Weak references.
Sean Kelly
sean at invisibleduck.org
Mon Apr 14 10:35:16 PDT 2008
== Quote from Jason House (jason.james.house at gmail.com)'s article
> Bill Baxter Wrote:
> > > if( GC.getAttr( weakref ) & GC.BlkAttr.NO_SCAN )
> > > printf( "The GC will not scan weakref\n" );
> >
> > Is that how it's supposed to work? I mean WeakRef is basically
> >
> > class WeakRef { size_t hidden_pointer; }
> >
> > Does that mean Tango shouldn't be trying to scan instances of it? I
> > just ask because I was thinking the GC *would* scan the WeakRef's memory
> > just not find anything that looks like a pointer there.
> That's the intent. It keeps a reference without the GC detecting it. The only extra wrinkle to the implementation is that it needs to
null out its internal pointer when the object gets collected.
> > Also (for Jason, in particular) it occurs to me that this code:
> >
> > assert(wa.ptr !is null);
> > collect();
> > assert(wa.ptr is null);
> >
> > Has to store wa.ptr somewhere (register or stack) when you ask to check
> > if it is null or not. So that act of checking itself will likely make a
> > reference that prevents the following collect() from cleaning it up.
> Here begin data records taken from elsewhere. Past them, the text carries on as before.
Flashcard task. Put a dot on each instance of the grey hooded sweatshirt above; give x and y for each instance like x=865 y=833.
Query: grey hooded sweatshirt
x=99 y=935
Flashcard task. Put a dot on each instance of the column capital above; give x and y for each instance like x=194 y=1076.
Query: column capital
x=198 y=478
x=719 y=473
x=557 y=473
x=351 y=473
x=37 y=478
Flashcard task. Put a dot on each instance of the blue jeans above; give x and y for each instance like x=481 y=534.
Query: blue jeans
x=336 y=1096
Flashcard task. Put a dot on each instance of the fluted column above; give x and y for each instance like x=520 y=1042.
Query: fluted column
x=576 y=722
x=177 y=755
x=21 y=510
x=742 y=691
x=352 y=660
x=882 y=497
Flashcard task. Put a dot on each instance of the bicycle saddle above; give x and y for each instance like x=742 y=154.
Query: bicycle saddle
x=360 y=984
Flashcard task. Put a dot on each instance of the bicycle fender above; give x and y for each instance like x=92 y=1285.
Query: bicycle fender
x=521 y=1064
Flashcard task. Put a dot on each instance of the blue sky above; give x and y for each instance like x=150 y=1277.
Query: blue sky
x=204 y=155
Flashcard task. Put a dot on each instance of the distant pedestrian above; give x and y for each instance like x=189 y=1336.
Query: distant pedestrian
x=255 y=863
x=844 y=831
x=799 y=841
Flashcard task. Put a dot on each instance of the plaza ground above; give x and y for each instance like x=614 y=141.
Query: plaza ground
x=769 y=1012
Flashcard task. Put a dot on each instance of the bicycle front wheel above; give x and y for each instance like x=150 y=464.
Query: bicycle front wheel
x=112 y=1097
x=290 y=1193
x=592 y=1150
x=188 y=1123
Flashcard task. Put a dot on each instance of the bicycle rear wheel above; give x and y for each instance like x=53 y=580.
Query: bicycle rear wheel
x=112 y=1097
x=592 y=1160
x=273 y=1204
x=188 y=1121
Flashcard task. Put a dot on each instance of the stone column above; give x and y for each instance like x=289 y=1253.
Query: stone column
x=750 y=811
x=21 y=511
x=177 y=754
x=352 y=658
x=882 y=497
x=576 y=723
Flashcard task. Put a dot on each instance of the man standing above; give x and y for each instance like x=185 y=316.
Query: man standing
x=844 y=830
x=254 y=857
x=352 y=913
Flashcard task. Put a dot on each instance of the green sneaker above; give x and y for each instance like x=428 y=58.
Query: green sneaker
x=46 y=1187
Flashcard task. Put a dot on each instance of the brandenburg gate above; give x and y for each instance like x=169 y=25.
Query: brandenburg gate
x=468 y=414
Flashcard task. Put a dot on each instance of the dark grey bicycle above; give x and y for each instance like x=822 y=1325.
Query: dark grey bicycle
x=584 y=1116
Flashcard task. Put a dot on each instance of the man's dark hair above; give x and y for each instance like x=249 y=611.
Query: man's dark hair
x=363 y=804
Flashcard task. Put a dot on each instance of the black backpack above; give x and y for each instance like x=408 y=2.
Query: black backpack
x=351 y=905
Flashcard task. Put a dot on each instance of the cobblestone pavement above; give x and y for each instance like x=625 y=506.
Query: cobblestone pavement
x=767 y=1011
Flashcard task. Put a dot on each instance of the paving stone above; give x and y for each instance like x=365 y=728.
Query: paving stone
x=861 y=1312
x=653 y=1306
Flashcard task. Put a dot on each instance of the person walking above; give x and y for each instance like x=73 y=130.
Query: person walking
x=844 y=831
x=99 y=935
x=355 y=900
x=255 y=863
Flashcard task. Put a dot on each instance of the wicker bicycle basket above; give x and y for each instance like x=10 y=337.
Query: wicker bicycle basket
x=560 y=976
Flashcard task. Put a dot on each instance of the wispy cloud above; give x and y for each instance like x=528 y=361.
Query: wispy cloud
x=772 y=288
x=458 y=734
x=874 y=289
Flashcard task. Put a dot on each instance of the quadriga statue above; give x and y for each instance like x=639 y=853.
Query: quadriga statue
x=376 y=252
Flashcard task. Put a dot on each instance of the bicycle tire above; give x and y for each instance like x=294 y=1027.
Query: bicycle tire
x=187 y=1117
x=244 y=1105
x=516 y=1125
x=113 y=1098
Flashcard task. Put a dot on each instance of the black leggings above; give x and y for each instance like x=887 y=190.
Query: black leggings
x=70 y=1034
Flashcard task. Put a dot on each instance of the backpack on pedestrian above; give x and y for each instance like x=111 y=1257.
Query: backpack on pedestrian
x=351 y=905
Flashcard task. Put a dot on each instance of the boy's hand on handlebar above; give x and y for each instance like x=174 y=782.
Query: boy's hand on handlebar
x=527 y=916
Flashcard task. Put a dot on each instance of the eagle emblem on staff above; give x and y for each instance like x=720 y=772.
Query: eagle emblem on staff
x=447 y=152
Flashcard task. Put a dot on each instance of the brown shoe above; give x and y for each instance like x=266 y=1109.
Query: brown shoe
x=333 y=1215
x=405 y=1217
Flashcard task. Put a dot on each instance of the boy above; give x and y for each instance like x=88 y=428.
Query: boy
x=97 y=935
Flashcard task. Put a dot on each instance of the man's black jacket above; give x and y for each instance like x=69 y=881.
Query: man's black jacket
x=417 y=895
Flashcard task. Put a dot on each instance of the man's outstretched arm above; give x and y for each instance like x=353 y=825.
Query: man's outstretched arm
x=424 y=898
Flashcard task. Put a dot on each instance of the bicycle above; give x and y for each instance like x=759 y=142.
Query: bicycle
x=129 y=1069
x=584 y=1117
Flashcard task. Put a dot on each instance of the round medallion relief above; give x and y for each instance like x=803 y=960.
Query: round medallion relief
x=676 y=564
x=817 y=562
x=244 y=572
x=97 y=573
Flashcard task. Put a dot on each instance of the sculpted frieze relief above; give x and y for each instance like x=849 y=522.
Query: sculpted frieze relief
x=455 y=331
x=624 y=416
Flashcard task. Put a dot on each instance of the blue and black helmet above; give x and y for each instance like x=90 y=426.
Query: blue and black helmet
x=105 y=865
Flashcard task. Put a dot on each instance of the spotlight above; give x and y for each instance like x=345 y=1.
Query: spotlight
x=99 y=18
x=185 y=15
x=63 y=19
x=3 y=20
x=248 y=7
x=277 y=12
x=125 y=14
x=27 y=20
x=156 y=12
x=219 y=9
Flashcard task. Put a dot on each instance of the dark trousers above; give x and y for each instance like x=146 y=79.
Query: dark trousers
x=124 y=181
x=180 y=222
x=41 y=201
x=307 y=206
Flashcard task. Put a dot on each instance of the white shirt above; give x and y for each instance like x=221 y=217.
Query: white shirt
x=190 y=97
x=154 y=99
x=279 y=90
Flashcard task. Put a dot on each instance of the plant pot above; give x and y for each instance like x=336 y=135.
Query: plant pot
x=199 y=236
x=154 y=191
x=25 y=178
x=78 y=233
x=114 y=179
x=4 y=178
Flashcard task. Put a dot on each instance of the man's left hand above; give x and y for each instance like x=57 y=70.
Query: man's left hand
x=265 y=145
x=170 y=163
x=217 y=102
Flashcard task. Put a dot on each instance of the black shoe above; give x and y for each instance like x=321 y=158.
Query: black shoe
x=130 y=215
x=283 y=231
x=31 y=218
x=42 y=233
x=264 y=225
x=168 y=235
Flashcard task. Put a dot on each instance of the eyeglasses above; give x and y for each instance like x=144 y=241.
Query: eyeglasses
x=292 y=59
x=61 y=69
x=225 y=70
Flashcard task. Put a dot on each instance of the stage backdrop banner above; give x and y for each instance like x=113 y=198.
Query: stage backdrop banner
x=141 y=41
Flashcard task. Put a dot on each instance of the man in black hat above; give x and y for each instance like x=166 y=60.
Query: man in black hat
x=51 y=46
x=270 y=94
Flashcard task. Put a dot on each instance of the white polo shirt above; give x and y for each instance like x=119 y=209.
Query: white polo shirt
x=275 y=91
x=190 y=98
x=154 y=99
> That's true that that might cause the last assert to fail, oops. I don't know what the correct way to clear everything out is (including
from the preceding function call). Any more tips on making a more correct unit test are appreciated.
The easiest thing I can think of would be to do an access of a dummy weakptr
after each access of the real weakptr:
auto dummy = new WeakPtr!(void);
assert(wa.ptr !is null);
assert(dummy.ptr is null);
collect();
assert(wa.ptr is null);
Since the dummy op is identical to the real op, it should hopefully hit the same
registers. Best way to be sure would be to test with -O turned off.
> Jarret was having issues with non-collection (ever) when using weak ref's and I had written this test to try and exercise it (his problem
is windows + tango + dmd). An assert failure doesn't mean it won't ever collect but will narrow the search down and allow closer
examination... and the crash on linux+tango+gdc is definitely not correct behavior.
Thanks for any investigation you do for this. If you can find a bug in Tango, I'd be
happy to fix it, but I'm too busy to do the research myself at the moment.